De tentoonstelling, die is samengesteld door Miguel Ángel Blanco en gesponsord door Fundación AXA, zal tot 3 maart voor het publiek geopend zijn. Alles lijkt ongewoon en nieuw op deze tentoonstelling die Miguel Falomir, de directeur van het museum, vergelijkt met de avonturen in Alice in Wonderland. Net als in het boek van Lewis Carroll kan de toeschouwer door holen en spiegels stappen en in wonderlijke situaties terechtkomen.
Un filósofo (voorkant),
Salomon Koninck, 1635.
Un filósofo (achterkant),
Salomon Koninck, 1635.
De reis langs de achterkant van de schilderijen nam zeven jaar geleden een aanvang toen Miguel Ángel Blanco aan Falomir de suggestie deed hem de keerzijden van de doeken in het Prado te laten onderzoeken. Het was niet voor het eerst dat een dergelijk project werd ondernomen, maar nooit eerder gebeurde het op zo grote schaal. Blanco slaagde erin om werken uit dertig publieke en particuliere collecties van over de hele wereld in bruikleen te krijgen. Uiteraard kon hij rekenen op de eigen collectie van het Prado. Uit de depots van het museum zelf doken anonieme werken op die normaal niet aan het publiek worden getoond.
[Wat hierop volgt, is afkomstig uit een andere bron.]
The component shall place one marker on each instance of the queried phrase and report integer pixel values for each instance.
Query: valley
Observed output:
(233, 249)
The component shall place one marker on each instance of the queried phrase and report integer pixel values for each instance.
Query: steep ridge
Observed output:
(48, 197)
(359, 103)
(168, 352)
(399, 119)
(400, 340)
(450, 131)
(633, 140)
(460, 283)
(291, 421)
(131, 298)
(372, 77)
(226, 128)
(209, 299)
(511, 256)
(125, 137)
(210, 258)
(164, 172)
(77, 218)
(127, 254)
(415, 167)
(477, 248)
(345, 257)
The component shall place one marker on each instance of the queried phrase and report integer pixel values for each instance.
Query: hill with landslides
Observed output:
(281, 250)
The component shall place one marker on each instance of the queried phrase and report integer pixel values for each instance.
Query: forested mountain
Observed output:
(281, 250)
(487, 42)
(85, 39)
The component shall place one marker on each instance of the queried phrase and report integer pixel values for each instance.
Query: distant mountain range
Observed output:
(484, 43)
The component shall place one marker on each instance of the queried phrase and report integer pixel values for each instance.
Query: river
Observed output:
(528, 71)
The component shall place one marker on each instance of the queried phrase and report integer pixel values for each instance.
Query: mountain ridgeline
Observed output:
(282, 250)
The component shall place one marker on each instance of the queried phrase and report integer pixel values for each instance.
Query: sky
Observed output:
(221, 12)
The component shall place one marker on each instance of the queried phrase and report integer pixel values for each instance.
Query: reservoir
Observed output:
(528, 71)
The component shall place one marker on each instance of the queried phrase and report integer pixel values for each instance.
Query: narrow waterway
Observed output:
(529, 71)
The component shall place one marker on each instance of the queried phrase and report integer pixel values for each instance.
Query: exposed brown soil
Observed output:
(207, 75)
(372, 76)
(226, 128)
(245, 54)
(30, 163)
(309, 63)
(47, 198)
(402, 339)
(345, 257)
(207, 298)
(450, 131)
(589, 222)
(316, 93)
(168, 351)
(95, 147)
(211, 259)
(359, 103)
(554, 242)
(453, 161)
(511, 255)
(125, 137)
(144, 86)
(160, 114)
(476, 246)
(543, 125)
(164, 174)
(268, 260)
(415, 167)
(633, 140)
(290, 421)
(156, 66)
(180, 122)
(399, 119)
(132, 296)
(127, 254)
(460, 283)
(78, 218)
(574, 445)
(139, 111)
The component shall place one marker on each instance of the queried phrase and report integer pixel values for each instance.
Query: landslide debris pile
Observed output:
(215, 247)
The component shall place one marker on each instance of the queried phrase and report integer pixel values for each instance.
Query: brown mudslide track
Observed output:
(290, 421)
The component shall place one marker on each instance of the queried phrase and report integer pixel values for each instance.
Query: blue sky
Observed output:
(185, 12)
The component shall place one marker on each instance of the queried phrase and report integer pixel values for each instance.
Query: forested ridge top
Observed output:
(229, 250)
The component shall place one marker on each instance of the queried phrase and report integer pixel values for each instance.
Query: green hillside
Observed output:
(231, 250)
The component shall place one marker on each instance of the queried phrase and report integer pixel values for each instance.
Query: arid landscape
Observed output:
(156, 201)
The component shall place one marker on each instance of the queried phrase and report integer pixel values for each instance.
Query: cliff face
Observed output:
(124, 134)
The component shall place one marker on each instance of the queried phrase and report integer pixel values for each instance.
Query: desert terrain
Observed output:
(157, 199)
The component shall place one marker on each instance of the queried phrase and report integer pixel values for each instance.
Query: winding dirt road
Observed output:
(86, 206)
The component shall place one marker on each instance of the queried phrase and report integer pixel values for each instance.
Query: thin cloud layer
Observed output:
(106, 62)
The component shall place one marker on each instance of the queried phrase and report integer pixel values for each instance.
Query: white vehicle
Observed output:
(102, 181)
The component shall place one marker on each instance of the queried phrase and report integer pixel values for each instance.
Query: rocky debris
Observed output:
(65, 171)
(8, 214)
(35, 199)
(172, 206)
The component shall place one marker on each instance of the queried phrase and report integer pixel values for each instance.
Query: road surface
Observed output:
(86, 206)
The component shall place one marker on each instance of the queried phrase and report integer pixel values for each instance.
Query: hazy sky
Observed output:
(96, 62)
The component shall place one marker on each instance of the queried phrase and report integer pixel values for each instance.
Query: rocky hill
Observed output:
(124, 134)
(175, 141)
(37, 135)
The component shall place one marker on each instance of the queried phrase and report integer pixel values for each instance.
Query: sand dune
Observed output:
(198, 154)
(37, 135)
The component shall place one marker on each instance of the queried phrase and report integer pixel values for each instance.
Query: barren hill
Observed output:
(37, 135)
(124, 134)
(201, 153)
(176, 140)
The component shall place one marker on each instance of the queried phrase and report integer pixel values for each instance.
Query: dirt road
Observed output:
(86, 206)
In Las Meninas van Diego Velázquez is de uitnodiging om in het schilderij te stappen al aanwezig, aldus Falomir tijdens de opening van de expositie. ‘Las Meninas, ons meest iconische werk, dat hangt in zaal XII, bestaat voor een vijfde uit de achterkant van het doek waaraan Velázquez werkt. Het is een truc,’ volgens Falomir, ‘die ons eraan herinnert dat een schilderij veel meer is dan gewoon een afbeelding. Het heeft drie dimensies. Als we de voor kant én de achterkant zien, hebben we in feite zicht op de complete stratigrafie van een archeologische vindplaats.’
La Sagrada Familia (voorkant),
Bernard van Orley, 1522.
La Sagrada Familia (achterkant),
Bernard van Orley, 1522.
Er zijn heel wat hoogtepunten op de tentoonstelling. Het eerste dient als startpunt van de route en bestaat uit een nauwkeurige reproductie van de achterkant van Las Meninas. Het kunstwerk maakt deel uit van de reeks ‘Verso’ van de Braziliaanse kunstenaar Vik Muniz (São Paulo, 62 jaar). De maten zijn identiek (320,5 x 281,5 cm) en dat geldt ook voor de materialen en weefsels. Ook reproduceert hij nauw gezet de klinknagels, vlekken en hout nerven.
Vlak bij de keerzij van Las Meninas hangt een ander pronkstuk van de tentoonstelling: De schilder in zijn atelier (1628), van Rembrandt, een olieverfschilderij op doek (24,8 x 31,7 cm) dat de kunstenaar in gedachten verzonken voor zijn ezel laat zien, een scène in de trant van Las Meninas. De twee schilders leefden in dezelfde tijd, maar ze hebben elkaar niet gekend, zodat de overeenkomsten in de compositie eerder te wijten zullen zijn aan toeval dan aan wederzijdse invloed.
Guernica
De expositie loopt van de middeleeuwen tot aan het heden, met werk van kunstenaars als José María Sicilia, Sophie Calle en samensteller Miguel Ángel Blanco zelf. In het midden stuit je op een hele wereld aan keerzijden boordevol informatie maar zonder chronologische volgorde. Een van de opmerkelijkste achterkanten vormt het originele raamwerk van Guernica.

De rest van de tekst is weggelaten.